15 May 2024


This Sicilian-inspired vegetable dish captures summer in a pan. Aubergines, tomatoes, peppers, garlic and onions are stewed slowly in plenty of olive oil. The addition of salty capers and olives balances the sweet vegetables while seasonal summer herbs add freshness. The dish is simply delicious served with grilled crusty bread as a light lunch.

Serves: 4

Prep Time: 20 minutes

Cooking Time: 40 minutes


  • 3 aubergines, cut into large chunks
  • 4 tbsp olive oil
  • 1 large onion, finely chopped
  • 3 cloves garlic, peeled and crushed
  • 3 ripe beef tomatoes cut in chunks (or 6 medium sized tomatoes)
  • 1tbsp tomato puree (optional)
  • 1 red pepper, de-seeded and cut into chunks
  • 1 tbsp capers, rinsed and drained
  • Handful of black olives
  • 1-2 tsp sugar
  • 2 tbsp red wine vinegar
  • Sea salt
  • Handful of chopped fresh herbs e.g. basil, oregano, flat leaf parsley
  • 1 tbsp pine nuts, toasted


  1. Heat 2 tbsp of oil in a large non-stick frying pan, add the aubergine and season with a good pinch of salt.

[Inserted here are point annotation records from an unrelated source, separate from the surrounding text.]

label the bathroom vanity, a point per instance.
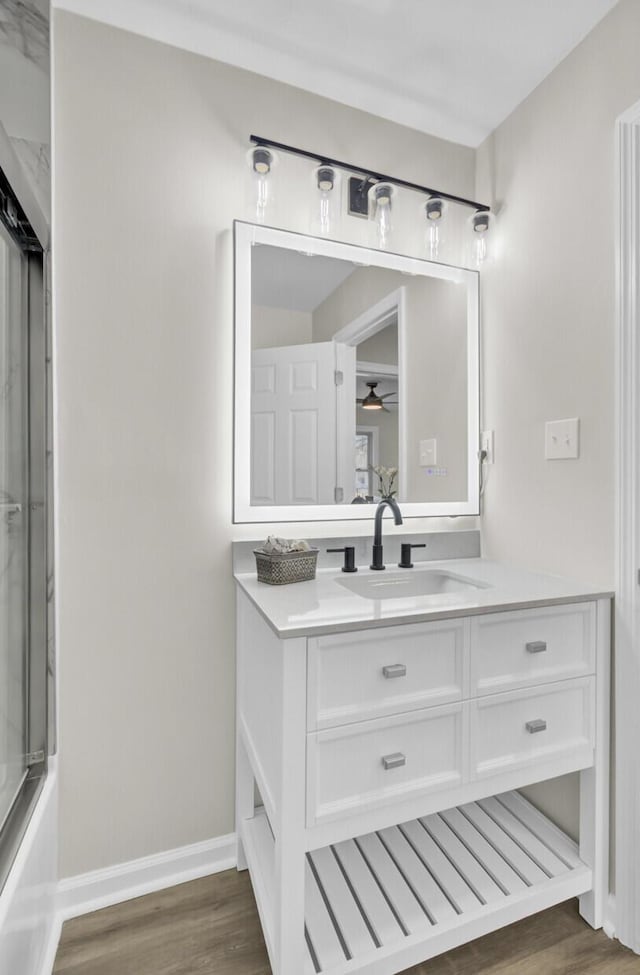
(388, 721)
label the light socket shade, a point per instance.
(325, 209)
(381, 196)
(480, 223)
(434, 211)
(261, 162)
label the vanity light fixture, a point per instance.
(380, 213)
(480, 226)
(372, 401)
(371, 194)
(326, 180)
(434, 210)
(261, 161)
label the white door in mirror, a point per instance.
(294, 424)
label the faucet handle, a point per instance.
(349, 557)
(405, 557)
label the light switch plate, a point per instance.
(487, 443)
(562, 439)
(428, 452)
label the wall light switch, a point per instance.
(562, 439)
(487, 438)
(428, 451)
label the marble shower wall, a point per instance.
(25, 88)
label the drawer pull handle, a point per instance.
(394, 761)
(536, 646)
(394, 670)
(533, 727)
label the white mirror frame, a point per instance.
(246, 235)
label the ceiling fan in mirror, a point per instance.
(373, 401)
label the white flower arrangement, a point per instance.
(386, 479)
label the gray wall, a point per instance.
(150, 144)
(548, 317)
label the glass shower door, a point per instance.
(14, 577)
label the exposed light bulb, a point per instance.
(380, 212)
(434, 211)
(261, 162)
(327, 200)
(480, 226)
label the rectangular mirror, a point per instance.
(351, 363)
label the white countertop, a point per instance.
(322, 606)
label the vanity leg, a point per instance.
(290, 860)
(594, 784)
(244, 797)
(290, 947)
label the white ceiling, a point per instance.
(454, 68)
(282, 278)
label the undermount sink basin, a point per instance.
(408, 583)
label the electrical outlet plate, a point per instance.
(487, 438)
(562, 439)
(428, 453)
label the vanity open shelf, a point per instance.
(405, 891)
(389, 756)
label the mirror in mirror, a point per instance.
(356, 379)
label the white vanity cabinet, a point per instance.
(389, 759)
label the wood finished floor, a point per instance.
(211, 927)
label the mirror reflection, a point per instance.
(359, 382)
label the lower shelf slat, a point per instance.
(408, 892)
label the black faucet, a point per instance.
(376, 559)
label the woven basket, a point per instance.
(280, 570)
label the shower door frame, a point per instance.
(34, 323)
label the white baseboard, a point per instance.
(101, 888)
(609, 925)
(51, 947)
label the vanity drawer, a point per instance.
(523, 728)
(370, 673)
(536, 646)
(358, 767)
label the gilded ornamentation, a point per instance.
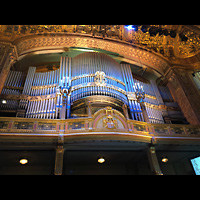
(109, 122)
(99, 78)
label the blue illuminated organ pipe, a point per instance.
(81, 72)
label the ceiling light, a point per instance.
(4, 101)
(165, 159)
(101, 160)
(23, 161)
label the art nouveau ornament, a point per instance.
(99, 78)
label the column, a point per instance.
(160, 101)
(59, 160)
(7, 61)
(185, 93)
(153, 161)
(144, 112)
(63, 111)
(89, 109)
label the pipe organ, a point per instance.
(91, 76)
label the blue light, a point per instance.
(196, 165)
(129, 27)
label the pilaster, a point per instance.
(59, 160)
(185, 93)
(153, 161)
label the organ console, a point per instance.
(89, 77)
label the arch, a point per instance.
(61, 41)
(101, 116)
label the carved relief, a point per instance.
(119, 47)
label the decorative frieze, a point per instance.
(67, 40)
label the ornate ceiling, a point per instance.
(174, 48)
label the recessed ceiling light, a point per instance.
(101, 160)
(4, 101)
(165, 159)
(23, 161)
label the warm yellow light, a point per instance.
(4, 101)
(164, 159)
(23, 161)
(101, 160)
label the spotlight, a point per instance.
(165, 32)
(173, 33)
(23, 161)
(183, 37)
(129, 27)
(160, 31)
(153, 31)
(4, 101)
(101, 160)
(144, 28)
(164, 159)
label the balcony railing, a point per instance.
(144, 131)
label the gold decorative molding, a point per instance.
(36, 43)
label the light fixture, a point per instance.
(23, 161)
(101, 160)
(131, 27)
(4, 101)
(164, 159)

Toss the aubergine around in the oil and cook on a high heat for about 5-8 minutes until golden brown. You may need to do this in two batches.
  2. Add the remaining oil, onion and garlic and continue cooking on a low to medium heat, stirring frequently until the onions are soft.
  3. Add the tomatoes, tomato puree, peppers, capers and olives and cook on a low heat for 25 minutes until the vegetables are soft.
  4. Add the sugar and vinegar and cook for a further 5 minutes until the sauce thickens.
  5. Season with salt and stir gently.
  6. Sprinkle with herbs and pine nuts and drizzle with extra virgin olive oil.
  7. Serve warm with crusty bread or as a side dish with grilled meat or fish.



  • Add a tbsp of tomato puree to the recipe if the tomatoes are lacking in flavour.
  • Caponata can be made in advance and gently re-heated when required. Any leftovers make a great vegetarian sandwich filling.